Google has added support for crawling AJAX URLs. This is great news for us and any other site that makes heavy use of AJAX or is more of a web app than a collection of individual pages.
We have long worked around the issue of AJAX URLs not being crawl-able by having two versions of our URLs, with and without the hash. Users who are actually using the site will obviously get AJAX URLs like http://listen.grooveshark.com/#/user/jay/42, but if a crawler goes to http://listen.grooveshark.com/user/jay/42 they will get content for that page as well, while real users will be automatically redirected to the proper URL with the hash. Crawlers aren’t smart enough to go there on their own of course, but we provide a sitemap, and all links we present to crawlers are absent of the hash. Likewise, when users post links to Facebook via the app, we automatically give them the URL without the hash so they can put up a pretty preview of the link in the user’s news feed. The problem is, users also like to share by copying URLs from the URL bar.

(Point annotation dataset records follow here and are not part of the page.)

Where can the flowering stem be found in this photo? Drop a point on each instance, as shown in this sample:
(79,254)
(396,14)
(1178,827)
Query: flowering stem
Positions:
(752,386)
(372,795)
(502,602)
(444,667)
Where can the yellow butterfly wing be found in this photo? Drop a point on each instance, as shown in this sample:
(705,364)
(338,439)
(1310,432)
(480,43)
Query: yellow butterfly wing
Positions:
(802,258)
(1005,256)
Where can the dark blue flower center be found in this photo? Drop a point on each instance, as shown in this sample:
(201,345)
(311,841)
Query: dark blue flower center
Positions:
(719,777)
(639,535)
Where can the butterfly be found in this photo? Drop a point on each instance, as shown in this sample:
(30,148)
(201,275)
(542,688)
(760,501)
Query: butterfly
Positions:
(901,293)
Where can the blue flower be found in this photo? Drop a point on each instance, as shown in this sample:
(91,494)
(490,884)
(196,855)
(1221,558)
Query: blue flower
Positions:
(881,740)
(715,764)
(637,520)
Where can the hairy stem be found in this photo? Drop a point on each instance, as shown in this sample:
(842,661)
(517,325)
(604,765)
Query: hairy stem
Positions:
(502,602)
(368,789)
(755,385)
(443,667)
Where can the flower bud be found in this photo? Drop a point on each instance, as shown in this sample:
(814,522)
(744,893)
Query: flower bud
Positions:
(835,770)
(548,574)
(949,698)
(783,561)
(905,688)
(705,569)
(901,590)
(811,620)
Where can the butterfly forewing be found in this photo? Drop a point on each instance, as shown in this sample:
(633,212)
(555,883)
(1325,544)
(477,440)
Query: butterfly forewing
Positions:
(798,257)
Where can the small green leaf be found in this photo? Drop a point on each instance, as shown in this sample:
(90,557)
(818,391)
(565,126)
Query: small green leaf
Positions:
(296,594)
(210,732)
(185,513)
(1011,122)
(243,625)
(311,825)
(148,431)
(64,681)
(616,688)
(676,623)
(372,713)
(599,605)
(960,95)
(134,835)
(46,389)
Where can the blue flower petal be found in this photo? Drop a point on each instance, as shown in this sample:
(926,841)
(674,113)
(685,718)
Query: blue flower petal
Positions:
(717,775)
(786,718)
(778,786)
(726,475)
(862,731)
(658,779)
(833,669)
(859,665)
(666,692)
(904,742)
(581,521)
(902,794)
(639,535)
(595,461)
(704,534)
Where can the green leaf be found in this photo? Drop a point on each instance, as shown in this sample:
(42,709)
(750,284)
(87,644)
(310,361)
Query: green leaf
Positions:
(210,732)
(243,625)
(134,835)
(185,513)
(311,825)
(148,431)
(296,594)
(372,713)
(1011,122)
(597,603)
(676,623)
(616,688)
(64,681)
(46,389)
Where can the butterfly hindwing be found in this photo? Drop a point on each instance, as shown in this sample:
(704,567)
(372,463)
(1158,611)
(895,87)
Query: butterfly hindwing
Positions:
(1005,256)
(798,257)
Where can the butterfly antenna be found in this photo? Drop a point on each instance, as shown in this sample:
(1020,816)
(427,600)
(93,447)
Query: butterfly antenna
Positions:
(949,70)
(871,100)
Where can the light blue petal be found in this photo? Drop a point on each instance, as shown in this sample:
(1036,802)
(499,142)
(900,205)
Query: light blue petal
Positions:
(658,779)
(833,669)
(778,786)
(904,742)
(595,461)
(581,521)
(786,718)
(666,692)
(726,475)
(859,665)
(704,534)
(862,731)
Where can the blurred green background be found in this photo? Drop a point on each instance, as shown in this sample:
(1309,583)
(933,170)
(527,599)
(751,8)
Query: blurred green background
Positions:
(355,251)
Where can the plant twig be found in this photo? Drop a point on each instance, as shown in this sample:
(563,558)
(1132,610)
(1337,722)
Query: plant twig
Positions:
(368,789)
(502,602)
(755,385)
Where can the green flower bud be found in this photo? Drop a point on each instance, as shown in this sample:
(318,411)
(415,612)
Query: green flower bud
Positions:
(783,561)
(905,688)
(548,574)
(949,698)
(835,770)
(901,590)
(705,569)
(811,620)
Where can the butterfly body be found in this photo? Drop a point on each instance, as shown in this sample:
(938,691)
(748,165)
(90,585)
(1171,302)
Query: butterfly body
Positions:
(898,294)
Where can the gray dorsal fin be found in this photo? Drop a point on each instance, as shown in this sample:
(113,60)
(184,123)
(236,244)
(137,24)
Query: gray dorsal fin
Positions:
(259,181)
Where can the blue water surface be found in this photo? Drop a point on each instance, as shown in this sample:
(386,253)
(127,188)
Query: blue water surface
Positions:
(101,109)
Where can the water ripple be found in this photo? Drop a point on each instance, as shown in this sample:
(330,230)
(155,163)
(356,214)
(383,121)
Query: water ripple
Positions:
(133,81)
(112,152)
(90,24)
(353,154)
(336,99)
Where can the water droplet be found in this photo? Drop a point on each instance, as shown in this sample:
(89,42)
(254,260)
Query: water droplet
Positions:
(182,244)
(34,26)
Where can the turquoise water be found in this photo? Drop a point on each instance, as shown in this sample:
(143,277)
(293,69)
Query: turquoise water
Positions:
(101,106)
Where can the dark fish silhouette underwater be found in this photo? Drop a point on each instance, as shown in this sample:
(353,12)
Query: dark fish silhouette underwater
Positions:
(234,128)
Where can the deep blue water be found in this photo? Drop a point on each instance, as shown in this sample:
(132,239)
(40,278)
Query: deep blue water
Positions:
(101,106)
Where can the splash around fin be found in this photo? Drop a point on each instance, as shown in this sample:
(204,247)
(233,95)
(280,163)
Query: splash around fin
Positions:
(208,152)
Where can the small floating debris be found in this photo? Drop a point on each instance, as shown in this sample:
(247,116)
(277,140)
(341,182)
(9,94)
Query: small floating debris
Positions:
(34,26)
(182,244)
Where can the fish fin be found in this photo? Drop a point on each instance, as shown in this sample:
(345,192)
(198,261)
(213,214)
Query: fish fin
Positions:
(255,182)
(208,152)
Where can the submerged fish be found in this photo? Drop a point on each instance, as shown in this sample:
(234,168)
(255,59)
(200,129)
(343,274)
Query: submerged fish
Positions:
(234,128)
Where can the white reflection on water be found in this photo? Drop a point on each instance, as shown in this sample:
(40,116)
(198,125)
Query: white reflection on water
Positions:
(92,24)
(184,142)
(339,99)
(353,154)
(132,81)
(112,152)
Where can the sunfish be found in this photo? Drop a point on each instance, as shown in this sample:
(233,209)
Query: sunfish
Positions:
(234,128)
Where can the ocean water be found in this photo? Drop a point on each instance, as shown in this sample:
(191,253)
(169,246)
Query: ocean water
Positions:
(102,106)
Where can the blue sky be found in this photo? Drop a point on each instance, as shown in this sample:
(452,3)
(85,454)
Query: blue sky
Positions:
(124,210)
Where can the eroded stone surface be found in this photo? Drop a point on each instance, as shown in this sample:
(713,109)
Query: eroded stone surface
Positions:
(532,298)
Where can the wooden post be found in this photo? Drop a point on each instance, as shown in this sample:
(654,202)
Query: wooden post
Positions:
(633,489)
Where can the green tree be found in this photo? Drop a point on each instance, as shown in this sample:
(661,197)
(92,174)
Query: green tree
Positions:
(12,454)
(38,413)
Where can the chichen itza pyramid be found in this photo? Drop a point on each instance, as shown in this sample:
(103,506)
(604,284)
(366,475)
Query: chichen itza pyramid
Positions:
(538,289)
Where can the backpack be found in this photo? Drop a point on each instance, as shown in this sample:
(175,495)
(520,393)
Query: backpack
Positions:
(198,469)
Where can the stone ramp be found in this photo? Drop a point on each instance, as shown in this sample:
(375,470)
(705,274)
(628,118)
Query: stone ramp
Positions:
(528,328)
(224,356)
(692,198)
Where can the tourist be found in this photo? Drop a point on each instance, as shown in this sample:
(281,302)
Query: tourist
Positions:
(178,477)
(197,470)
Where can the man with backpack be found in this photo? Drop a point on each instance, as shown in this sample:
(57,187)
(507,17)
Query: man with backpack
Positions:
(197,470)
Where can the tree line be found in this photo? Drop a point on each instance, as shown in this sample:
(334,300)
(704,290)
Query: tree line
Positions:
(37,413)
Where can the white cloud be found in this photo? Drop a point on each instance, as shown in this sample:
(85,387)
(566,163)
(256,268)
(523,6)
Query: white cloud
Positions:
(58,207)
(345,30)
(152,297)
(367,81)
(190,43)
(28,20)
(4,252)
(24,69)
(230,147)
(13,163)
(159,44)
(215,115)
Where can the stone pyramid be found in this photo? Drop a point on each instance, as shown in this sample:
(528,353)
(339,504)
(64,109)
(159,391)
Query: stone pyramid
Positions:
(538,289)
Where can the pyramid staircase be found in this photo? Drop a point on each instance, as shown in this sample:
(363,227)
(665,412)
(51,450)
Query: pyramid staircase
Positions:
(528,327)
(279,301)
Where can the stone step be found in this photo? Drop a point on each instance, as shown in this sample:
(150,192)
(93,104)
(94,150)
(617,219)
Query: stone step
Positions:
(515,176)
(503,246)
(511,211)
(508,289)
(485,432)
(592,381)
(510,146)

If users post those links anywhere, crawlers don’t know how to crawl them, so they either don’t or they just count it as a link to http://listen.grooveshark.com/ which isn’t great for us and is lousy for users too.
Google’s solution is for sites like ours to switch from using # to using #! and then opting in to having those URLs crawled. The crawler will take everything after the #! and convert the “pretty” URL into an ugly one. For example, /#!/user/jay/42 presumably becomes something like /?_escaped_fragment_=%2Fuser%2Fjay%2F42 when the crawler sends the request to us.
This is annoying and frustrating for several reasons:
- All our URLs have to change
We have to change all URLs to have a #! instead of just a #. This not only requires developer effort but makes our URLs slightly uglier. - All links that users have shared in the past will continue to be non-crawlable forever.
- We now have to support 3 URL formats instead of 2
One of those URL formats no human will ever see; we are building a feature solely for the benefit of a robot.
Again, we greatly appreciate that Google is making an effort to crawl AJAX URLs, it’s a huge step forward. It’s just not as elegant as it could be. It seems like we could accomplish the same goals more simply by:
- Requiring opt-in just like the current system
- Using robots.txt to dictate which AJAX URLs should not be crawled
- Allowing webmasters to specify what the # should be replaced with
In our case it would be replaced by nothing, just stripped out. For less sophisticated URL schemes that just use #x=y, webmasters could specify that the # should be replaced by a ?
That solution would have the same benefits of the current one, with the additional benefits of allowing all crawling permissions to be specified in the same place (robots.txt), automatically making links already in the wild crawl-able, without requiring the addition of support for yet another URL format.